· 7 min read ·

The Subcommand Architecture Problem That Python CLI Tools Never Fully Solved

Source: lobsters

The discussion around Rust versus Python for CLI tools usually focuses on startup time and binary distribution. Those advantages are real, well-documented, and the reason most developers first consider the switch. A recent post on smiling.dev describes this familiar arc: rewriting a Python CLI in Rust and finding the result better than expected. What that account, and most of the surrounding commentary, tends to underemphasize is the structural argument, the part that explains why tools rewritten in Rust tend to stay there.

The structural argument is about subcommands: how you model a tool with multiple modes of operation, how shared global options flow through to subcommand handlers, and what happens to that code when you add a new subcommand six months later.

Python’s Subcommand Model

Python’s argparse handles subcommands through add_subparsers().

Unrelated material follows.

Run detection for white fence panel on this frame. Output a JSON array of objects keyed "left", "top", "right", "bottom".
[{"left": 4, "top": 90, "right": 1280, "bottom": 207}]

The result is a flat namespace where every parsed argument lives at the same level regardless of which subcommand was invoked:

parser = argparse.ArgumentParser()
parser.add_argument("--verbose", "-v", action="store_true")
parser.add_argument("--config", default="config.toml")

subparsers = parser.add_subparsers(dest="command")

run_parser = subparsers.add_parser("run")
run_parser.add_argument("--workers", type=int, default=4)
run_parser.add_argument("input_file")

export_parser = subparsers.add_parser("export")
export_parser.add_argument("--format", choices=["json", "csv"])
export_parser.add_argument("output_dir")

args = parser.parse_args()

if args.command == "run":
    run(args)
elif args.command == "export":
    export(args)
else:
    parser.print_help()

This is workable code, but it carries structural problems that compound as the tool grows. The args namespace is flat: args.workers, args.format, args.verbose, and args.config coexist regardless of which subcommand ran. Access args.workers from within the export branch and you get an AttributeError at runtime. The relationship between args.command == "run" and the presence of args.workers is implicit, held together by programmer discipline rather than anything the interpreter can verify.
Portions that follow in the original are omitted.